Taking on a song by Leonard Cohen is no small task. His catalogue is sacred ground and loaded with quiet gravitas. Yet Anana Kaye’s take on ‘There Is A War’ sees her step directly into the furnace, reshaping the song’s architecture with daring intention and a contemporary pulse that feels startlingly present.
From the opening moments, Kaye trades reverence for reinvention. Beginning at the keys, she builds the arrangement gradually, allowing tension to coil before percussion and low-end textures enter the frame. The atmosphere feels industrial and smoky, yet there’s a supple jazz undercurrent that keeps the track fluid as it plays.
Her voices carries both control and vulnerability, gliding through Cohen’s imagery with a clarity that feels intensely personal.
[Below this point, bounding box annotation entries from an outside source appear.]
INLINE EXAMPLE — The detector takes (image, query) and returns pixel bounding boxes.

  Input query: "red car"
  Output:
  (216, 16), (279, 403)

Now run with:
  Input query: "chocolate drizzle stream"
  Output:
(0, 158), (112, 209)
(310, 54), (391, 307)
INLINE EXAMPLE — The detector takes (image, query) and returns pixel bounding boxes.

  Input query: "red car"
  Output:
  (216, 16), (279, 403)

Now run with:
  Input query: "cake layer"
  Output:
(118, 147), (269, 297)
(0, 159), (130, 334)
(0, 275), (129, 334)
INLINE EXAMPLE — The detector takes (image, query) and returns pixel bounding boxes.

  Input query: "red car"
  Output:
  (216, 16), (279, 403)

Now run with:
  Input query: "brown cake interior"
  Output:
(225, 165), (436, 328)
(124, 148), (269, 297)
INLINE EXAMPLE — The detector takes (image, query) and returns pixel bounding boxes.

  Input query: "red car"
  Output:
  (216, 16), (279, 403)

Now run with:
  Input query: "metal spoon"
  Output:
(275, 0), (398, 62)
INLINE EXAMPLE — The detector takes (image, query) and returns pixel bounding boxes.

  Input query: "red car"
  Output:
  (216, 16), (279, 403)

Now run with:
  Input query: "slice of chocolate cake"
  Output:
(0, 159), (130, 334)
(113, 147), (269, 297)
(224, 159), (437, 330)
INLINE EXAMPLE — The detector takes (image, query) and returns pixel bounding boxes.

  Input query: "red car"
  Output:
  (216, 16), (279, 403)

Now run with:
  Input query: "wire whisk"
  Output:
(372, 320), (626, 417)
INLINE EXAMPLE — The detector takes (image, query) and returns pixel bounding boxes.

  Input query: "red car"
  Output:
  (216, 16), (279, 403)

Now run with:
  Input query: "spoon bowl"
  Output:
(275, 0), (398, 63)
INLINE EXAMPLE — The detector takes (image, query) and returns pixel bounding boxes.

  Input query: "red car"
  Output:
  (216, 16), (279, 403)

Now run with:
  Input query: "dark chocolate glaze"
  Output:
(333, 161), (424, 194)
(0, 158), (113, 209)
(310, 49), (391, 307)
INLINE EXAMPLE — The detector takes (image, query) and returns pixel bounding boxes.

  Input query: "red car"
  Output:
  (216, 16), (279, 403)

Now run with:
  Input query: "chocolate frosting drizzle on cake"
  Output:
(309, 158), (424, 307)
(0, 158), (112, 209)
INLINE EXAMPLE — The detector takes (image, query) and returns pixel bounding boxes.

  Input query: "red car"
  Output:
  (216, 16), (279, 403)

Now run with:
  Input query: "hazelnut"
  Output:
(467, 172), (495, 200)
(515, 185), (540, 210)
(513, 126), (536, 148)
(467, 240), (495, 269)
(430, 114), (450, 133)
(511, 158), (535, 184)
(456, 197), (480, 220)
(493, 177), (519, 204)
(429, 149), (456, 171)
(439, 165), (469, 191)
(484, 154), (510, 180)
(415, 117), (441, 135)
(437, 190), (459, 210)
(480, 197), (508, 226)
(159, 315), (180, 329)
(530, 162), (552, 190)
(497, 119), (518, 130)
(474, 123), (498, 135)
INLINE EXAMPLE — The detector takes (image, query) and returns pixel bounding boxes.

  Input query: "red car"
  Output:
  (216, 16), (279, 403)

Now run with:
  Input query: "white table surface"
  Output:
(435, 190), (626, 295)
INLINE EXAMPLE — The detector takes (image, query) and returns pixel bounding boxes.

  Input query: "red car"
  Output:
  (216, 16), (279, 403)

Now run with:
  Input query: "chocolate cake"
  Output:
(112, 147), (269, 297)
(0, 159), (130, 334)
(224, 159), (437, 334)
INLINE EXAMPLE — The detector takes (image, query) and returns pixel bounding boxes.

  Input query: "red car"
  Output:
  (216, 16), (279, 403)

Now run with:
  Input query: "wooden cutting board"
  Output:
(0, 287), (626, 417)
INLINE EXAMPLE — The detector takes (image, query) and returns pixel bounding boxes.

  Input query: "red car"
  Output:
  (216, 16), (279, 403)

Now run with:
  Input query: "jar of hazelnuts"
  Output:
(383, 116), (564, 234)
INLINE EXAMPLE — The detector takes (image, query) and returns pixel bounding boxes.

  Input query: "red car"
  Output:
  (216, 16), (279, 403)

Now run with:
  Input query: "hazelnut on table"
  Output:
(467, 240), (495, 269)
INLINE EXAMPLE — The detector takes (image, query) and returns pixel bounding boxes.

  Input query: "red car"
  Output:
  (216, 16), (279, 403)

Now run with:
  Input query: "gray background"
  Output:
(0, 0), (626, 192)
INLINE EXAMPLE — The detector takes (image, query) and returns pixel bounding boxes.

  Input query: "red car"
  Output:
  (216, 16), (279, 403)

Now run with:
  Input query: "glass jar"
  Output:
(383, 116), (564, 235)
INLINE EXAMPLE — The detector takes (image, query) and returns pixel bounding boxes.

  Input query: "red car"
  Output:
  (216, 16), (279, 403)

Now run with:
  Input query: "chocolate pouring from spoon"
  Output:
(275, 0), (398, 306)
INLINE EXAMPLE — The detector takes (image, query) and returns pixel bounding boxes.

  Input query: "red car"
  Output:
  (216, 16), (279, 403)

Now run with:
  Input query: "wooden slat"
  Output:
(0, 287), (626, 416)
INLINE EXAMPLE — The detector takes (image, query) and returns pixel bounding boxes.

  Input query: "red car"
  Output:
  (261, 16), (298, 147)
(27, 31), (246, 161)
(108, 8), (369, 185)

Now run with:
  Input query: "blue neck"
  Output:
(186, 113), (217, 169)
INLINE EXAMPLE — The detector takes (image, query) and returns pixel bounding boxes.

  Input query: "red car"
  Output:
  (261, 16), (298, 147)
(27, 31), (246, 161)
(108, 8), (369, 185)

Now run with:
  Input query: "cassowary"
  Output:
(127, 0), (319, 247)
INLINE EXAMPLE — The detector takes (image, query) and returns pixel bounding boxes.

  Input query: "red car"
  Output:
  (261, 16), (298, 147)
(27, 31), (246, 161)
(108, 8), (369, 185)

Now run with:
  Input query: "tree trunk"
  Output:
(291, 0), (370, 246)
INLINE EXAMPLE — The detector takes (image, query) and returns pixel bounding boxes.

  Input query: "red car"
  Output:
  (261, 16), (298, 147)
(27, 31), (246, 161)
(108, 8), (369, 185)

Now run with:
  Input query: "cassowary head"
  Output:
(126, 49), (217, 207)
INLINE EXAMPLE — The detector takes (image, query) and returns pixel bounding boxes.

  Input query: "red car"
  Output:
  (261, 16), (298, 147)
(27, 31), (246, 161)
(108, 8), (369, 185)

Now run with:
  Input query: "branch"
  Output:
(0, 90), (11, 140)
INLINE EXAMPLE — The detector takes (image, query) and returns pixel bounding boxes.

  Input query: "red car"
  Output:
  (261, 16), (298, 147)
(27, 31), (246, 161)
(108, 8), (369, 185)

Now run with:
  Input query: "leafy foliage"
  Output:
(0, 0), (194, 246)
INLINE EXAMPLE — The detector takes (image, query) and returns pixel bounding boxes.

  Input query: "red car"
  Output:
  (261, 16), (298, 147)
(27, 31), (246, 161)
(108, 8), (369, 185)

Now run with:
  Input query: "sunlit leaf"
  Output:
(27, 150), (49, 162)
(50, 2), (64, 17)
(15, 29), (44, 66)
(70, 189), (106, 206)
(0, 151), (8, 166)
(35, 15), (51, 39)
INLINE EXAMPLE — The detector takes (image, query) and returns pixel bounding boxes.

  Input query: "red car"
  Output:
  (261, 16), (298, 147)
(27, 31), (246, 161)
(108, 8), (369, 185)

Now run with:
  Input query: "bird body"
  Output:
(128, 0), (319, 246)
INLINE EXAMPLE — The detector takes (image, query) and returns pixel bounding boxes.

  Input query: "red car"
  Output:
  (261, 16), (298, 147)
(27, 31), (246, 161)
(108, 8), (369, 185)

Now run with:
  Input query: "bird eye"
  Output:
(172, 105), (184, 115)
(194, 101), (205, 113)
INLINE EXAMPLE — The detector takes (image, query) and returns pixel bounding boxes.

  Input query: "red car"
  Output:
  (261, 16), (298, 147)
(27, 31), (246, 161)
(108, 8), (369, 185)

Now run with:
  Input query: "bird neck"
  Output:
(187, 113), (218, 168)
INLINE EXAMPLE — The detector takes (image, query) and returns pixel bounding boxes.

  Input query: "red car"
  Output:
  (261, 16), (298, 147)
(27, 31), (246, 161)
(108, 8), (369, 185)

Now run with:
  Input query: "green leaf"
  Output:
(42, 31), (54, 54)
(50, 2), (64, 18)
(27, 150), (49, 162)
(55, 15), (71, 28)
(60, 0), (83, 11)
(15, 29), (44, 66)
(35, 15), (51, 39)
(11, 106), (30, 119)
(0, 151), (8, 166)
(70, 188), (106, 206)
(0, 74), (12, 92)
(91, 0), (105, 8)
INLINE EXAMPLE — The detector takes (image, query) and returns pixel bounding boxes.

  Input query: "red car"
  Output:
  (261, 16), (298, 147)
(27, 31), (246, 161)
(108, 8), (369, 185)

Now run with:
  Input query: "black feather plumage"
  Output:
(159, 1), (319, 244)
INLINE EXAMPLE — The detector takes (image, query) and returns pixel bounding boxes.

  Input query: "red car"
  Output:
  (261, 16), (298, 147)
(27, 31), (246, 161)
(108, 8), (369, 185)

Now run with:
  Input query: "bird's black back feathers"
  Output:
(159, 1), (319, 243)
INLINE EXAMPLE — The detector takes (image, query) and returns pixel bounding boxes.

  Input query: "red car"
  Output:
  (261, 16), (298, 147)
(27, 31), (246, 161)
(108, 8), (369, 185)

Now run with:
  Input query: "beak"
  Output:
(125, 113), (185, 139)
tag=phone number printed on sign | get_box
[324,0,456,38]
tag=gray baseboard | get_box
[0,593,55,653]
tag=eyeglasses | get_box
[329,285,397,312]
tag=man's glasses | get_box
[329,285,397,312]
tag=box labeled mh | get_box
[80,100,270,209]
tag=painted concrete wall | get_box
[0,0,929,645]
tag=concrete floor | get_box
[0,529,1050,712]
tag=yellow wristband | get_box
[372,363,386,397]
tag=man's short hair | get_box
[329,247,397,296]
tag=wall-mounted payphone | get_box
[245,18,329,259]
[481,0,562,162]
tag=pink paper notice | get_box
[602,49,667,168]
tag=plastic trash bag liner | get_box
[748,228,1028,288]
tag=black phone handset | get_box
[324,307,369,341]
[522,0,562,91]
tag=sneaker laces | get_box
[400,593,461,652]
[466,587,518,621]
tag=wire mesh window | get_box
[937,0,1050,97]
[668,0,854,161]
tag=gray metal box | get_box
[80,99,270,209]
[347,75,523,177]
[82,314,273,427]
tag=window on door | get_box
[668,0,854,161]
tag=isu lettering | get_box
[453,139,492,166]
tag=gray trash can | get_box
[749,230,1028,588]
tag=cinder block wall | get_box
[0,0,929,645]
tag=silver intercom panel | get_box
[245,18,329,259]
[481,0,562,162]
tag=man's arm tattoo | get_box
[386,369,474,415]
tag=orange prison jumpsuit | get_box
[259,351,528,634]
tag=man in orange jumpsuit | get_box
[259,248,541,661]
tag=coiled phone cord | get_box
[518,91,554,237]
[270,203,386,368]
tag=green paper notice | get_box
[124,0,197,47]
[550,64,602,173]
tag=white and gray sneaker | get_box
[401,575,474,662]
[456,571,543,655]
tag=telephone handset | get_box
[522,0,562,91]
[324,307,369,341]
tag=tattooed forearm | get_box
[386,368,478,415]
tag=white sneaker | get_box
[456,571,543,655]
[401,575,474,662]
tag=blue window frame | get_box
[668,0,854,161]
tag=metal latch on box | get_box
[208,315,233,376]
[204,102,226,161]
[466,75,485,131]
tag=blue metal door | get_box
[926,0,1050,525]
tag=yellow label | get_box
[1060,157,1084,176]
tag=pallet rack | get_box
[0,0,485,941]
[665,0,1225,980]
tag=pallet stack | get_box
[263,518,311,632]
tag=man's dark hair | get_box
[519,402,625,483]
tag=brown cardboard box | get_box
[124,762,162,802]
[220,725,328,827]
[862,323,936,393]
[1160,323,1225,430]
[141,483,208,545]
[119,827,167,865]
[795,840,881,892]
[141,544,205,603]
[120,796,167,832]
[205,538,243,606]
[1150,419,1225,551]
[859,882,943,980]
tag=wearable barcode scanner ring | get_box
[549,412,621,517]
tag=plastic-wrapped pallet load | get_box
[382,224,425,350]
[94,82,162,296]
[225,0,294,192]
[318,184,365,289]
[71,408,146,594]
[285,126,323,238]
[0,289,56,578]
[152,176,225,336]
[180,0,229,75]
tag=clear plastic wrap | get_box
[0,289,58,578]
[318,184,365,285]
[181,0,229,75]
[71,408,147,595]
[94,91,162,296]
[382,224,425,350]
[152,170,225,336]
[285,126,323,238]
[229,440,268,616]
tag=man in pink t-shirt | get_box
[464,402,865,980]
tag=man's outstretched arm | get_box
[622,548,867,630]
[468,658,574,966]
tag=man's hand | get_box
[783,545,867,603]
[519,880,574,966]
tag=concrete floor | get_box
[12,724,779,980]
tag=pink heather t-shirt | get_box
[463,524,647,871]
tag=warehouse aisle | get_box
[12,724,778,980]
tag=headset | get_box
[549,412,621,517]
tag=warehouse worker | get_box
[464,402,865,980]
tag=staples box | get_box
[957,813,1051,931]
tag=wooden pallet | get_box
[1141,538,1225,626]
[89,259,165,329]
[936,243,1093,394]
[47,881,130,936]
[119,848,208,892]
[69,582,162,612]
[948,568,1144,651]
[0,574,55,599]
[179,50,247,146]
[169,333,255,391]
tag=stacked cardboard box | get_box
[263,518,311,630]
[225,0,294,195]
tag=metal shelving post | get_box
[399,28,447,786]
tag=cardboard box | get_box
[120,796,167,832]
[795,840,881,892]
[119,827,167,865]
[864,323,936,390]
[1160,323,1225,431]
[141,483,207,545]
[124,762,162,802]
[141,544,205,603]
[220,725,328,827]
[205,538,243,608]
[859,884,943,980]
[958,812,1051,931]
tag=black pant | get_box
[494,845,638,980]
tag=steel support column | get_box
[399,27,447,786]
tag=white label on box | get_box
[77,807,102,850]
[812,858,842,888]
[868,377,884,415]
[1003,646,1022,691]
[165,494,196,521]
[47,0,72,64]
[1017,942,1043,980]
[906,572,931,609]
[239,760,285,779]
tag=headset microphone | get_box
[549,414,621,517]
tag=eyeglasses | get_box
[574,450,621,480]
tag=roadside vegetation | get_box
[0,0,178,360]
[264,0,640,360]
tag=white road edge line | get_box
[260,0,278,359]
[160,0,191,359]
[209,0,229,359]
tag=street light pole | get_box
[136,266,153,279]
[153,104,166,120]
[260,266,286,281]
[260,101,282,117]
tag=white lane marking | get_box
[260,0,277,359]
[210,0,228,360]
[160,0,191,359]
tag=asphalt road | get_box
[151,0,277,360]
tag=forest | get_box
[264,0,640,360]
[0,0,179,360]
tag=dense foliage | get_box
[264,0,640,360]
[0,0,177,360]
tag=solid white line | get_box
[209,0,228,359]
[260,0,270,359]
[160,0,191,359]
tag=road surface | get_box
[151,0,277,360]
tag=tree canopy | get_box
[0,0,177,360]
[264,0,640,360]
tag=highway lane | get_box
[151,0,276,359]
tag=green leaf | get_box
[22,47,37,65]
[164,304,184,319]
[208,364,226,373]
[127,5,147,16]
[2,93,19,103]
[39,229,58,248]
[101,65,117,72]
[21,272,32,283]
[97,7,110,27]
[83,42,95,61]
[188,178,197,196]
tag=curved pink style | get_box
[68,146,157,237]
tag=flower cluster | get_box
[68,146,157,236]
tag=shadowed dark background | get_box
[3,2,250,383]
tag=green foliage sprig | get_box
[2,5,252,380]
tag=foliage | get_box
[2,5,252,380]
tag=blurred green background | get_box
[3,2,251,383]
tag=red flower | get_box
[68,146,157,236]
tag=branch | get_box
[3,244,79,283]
Where the original delivery often leaned into stoic detachment, Kaye injects a phrasing that feels conversational one moment and incendiary the next, as if she’s wrestling with the song in real time.
The production, steered alongside longtime collaborator Irakli Gabriel and a carefully assembled ensemble, balances grit and elegance. Upright bass lines add unexpected warmth, while guitars flare up in sharp, almost confrontational bursts. The percussion crackles with live-wire energy, grounding the track in something organic even as experimental flourishes ripple through the mix.
It’s a bold move to reinterpret a song so steeped in history, but she understands that great writing invites dialogue. So rather than chasing a definitive version, she offers her own lens, shaped by Georgian musical heritage, Nashville craftsmanship, and a world that feels increasingly fractured.
As the second glimpse into her forthcoming record on Meridian (ECR Music Group), this single signals ambition and fearlessness. Here, Anana Kaye is conversing with Cohen across decades. And in doing so, she proves that reinterpretation, when done with conviction, can feel as vital as the original spark.